Speaking about the seizures her son suffers, Ms Caldwell said they "break his little body and they break his little mind", but since being on cannabis oil they had been able to control them better.
She continued that she was "absolutely delighted that Jeremy Hunt has come out and made a statement basically that he's going to review this and we're full of hope that he's going to make this happen.
"For the Health Secretary to come out and support this is absolutely amazing."
After Mr Javid allowed Billy to use begin using cannabis oil again, Ms Caldwell said it had allowed her son to eat again, but prior to this the 50-year-old said his seizures had escalated and been "absolutely horrendous".
"I would never, ever want any family to endure what our family - and, more importantly, Billy - has endured," she said
"Every seizure is horrific for a mummy to watch, because I am very aware that one seizure can kill him."
Speaking in the House of Commons on Monday, Home Office minister Nick Hurd said that the cases of Billy Caldwell and Alfie Dingley - a six-year-old boy with a rare form of epilepsy which causes him to suffer up to 30 seizures each day - had "highlighted the need for the Government to explore the issue further and our handling of these issues further".

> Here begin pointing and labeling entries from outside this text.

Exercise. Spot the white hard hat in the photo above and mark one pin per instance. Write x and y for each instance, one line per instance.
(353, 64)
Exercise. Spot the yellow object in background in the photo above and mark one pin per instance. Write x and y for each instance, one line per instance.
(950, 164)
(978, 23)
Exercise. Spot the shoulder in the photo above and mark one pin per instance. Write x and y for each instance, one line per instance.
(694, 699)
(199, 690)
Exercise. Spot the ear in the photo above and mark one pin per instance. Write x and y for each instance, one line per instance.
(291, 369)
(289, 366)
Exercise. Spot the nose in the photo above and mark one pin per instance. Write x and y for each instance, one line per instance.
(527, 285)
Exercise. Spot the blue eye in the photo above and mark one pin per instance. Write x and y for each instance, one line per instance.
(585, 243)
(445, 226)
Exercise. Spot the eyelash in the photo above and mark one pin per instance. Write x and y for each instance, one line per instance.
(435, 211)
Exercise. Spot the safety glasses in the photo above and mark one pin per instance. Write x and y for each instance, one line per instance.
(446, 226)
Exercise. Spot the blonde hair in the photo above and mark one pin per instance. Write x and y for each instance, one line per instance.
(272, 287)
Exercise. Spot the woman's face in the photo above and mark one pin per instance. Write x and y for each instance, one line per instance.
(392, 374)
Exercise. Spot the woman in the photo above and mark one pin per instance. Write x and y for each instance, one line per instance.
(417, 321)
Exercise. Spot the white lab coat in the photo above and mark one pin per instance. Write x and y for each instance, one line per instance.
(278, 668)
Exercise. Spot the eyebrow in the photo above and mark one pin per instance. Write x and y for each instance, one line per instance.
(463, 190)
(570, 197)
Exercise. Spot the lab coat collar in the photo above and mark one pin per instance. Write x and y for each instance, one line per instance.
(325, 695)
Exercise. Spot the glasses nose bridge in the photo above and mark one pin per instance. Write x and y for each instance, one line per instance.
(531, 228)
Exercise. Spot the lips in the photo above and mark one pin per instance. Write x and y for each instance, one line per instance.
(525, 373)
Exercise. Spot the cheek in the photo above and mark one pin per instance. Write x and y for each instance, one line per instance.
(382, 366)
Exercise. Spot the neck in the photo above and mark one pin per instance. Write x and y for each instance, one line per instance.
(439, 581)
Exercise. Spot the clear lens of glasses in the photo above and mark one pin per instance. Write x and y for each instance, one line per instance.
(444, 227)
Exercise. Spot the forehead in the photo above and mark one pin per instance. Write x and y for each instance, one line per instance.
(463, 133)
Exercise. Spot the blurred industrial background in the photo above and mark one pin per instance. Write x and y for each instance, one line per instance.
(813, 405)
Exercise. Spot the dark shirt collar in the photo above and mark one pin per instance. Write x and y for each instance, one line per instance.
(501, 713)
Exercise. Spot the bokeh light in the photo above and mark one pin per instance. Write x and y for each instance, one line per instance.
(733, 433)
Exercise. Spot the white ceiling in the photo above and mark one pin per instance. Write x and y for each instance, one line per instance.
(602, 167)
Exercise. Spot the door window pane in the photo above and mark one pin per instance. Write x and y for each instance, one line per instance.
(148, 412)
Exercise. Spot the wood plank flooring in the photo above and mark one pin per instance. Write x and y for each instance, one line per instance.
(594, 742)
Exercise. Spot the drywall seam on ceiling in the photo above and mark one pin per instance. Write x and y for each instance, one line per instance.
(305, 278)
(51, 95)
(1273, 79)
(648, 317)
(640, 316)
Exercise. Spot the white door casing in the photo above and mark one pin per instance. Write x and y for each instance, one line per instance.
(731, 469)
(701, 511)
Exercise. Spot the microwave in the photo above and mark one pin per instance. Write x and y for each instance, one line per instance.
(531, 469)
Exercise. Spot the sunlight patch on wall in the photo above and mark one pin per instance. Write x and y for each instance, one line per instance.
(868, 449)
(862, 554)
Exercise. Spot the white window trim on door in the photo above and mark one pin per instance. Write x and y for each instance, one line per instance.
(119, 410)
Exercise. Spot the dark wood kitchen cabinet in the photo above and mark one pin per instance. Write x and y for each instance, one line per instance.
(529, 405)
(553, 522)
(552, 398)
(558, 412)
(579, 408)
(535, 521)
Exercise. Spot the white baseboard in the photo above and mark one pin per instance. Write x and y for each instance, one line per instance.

He announced the establishment of an expert clinicians' panel to advise ministers on any individual applications to prescribe cannabis-based medications.
Mr Hurd said he had asked chief medical officer Dame Sally Davies to take forward work on the panel.
Speaking on Monday, shadow home secretary Diane Abbott said Labour supports the legal prescription of cannabis oil for medical purposes.
Ms Abbott said: "A number of recent heartbreaking cases have highlighted a failure of Government policy.
"Children have been put at risk and experienced extraordinary suffering because this Government drags its heels and refuses to grant cannabis oil licences.
"This must not continue... The Government should stop being so heavy-handed and bureaucratic and put the welfare of children first."